La inmortalidad

¿Las inmortales?

Parece que me interesan más los muertos que los vivos. O inmortales, como señalaba Milán Kundera. Sobre estos que no mueren nunca ya reflexioné en mi última columna, aunque hoy me arriesgo a rescatar lo escrito para volver a pensar en torno a ellos. Kundera llamaba inmortales a aquellos que “permanecen tras su muerte en la memoria de la posteridad”, individuos con interesantes trayectorias vitales convertidos en imprescindibles de la Historia.

La memoria colectiva tiene diferentes vías por las que transmitirse, entre ellas, quizás la más consolidada, la vía de la enseñanza reglada, pues a través de la educación oficial una nación determina aquellos acontecimientos y aquellos participantes que deben continuar en el ver y creer en las nuevas generaciones. Así, estas inmortales y relevantes personalidades llegan a formar parte de nuestro saber común, como fruto de lo aprendido en la vida y en la escuela. Echo la vista atrás: repaso mi formación académica desde la infancia, la escuela, el instituto y hasta la universidad. Soy historiadora del arte. Pienso en mi memoria y en la memoria del conocimiento que escuché, estudié, aprobé y suspendí durante largos años. En la memoria de mi educación solo aparecen hombres, es decir, solo aparecen nombres de hombres. Me atrevo a asegurar que ocurre lo mismo en la memoria de muchos de los lectores. También pienso en aquellas personas a las que conozco, cercanas y afines a mí, de una edad similar, o familiares, que con probabilidad compartan esta ausencia del saber. 

En los contenidos de los años en los que me formé académicamente las mujeres quedaron relegadas a un lugar secundario. De niña me preguntaba si es que el mundo fue creado por los hombres, que también crearon las artes, mientras que las mujeres no intervinieron ni contribuyeron en nada en absoluto. Hoy sé que no es así, y que el problema no soy yo ni mi capacidad de asimilación del mundo que me rodea. A la famosísima pregunta de Linda Nochlin ¿por qué no ha habido grandes mujeres artistas? (Why have there been no great women artists?, 1971) habría que responder que sí que las hubo pero nadie escribió sobre ellas.
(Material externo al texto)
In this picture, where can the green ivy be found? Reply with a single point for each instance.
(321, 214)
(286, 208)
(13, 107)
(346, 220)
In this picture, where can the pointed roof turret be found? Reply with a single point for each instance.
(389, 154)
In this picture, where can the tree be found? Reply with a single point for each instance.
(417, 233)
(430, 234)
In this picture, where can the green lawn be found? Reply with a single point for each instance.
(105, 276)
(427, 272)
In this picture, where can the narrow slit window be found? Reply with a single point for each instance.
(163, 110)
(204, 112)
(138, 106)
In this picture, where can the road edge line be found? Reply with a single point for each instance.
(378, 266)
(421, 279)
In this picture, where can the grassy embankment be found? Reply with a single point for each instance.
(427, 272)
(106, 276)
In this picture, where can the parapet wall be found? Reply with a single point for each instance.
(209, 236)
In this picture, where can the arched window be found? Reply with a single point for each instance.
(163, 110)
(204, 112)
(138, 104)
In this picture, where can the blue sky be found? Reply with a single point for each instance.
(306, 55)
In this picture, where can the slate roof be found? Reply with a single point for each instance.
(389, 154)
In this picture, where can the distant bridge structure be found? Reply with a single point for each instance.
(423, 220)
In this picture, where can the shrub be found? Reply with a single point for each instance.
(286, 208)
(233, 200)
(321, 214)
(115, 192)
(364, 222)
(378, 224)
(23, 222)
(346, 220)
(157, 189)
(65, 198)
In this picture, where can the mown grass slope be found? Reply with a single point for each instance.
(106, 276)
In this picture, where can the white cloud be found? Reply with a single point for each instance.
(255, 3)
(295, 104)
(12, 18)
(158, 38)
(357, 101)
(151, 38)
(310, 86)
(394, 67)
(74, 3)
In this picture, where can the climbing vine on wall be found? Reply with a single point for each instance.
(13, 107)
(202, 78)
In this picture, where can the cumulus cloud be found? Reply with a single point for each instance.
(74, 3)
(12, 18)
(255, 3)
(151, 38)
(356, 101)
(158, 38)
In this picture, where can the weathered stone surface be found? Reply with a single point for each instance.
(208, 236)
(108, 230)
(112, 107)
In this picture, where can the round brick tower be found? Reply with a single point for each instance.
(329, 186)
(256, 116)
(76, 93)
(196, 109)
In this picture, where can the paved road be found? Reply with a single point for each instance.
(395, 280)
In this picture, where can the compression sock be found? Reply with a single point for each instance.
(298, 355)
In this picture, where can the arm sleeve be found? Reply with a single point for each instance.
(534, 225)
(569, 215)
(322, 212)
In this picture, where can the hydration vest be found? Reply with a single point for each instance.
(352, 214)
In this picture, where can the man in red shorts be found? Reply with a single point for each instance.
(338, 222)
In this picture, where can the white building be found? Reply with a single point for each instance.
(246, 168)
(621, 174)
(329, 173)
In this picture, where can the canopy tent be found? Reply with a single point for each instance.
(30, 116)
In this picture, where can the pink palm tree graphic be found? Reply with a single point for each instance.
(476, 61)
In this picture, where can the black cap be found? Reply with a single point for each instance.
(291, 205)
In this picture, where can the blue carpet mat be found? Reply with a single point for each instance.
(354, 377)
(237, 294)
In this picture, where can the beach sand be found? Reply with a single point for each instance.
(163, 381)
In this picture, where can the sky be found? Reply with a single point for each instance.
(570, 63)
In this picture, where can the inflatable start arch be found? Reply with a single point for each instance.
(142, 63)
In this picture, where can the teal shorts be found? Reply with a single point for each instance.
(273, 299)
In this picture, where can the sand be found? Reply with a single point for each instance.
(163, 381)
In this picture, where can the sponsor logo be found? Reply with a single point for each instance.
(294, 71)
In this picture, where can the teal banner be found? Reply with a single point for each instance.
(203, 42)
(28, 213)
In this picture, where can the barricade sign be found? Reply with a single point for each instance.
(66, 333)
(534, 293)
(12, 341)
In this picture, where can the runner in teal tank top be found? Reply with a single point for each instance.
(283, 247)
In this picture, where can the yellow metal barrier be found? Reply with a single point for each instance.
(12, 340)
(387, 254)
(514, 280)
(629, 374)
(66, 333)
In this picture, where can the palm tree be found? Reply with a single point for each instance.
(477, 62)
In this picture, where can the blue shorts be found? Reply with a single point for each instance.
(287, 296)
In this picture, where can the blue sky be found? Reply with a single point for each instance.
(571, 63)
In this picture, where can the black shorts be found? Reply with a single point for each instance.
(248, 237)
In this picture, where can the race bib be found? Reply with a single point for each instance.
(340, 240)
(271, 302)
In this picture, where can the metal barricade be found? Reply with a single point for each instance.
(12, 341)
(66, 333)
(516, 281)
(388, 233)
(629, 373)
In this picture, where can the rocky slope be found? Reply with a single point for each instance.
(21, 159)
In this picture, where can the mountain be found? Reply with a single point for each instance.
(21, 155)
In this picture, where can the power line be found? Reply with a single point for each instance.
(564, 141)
En una de las principales salas del Museo Nacional Centro de Arte Reina Sofía está colgada mi pintura favorita. Ángeles Santos Torroella pintó Un mundo cuando apenas había cumplido los dieciocho años. “Ángeles Santos toca el cielo con las manos” escribió entonces Ramón Gómez de la Serna. No solo este, sino también otros muchos medios de comunicación hicieron eco del descubrimiento de la personalidad y obras de la joven artista. ¿Por qué no he sabido antes de ella? La vida de esta y otras muchas mujeres se vió transformada con la llegada de la dictadura: lavaron los pinceles, doblaron los caballetes y cerraron las puertas de sus estudios. Sus carreras artísticas fueron truncadas y borradas de las páginas de nuestra memoria colectiva, sus nombres tachados con garabatos por las censuras, sus producciones relegadas a un segundo lugar como si no atendiese al interés de nadie; desde entonces, los años han ido sucediéndose. ¿Qué fue de ellas?

Las cosas están cambiando, lo sé, lo estoy viendo, y aún en los intentos de las instituciones y la literatura por rescatar y alzar la voz de estas artistas sigo inconformista. Me entristezco. Kundera decía que los artistas y los hombres de Estado poseían cierta facilidad para acceder la inmortalidad social. No estoy segura de que entre los inmortales kunderianos que conforman nuestra memoria colectiva haya habido cabida para alguna mujer. Seguiré esperando.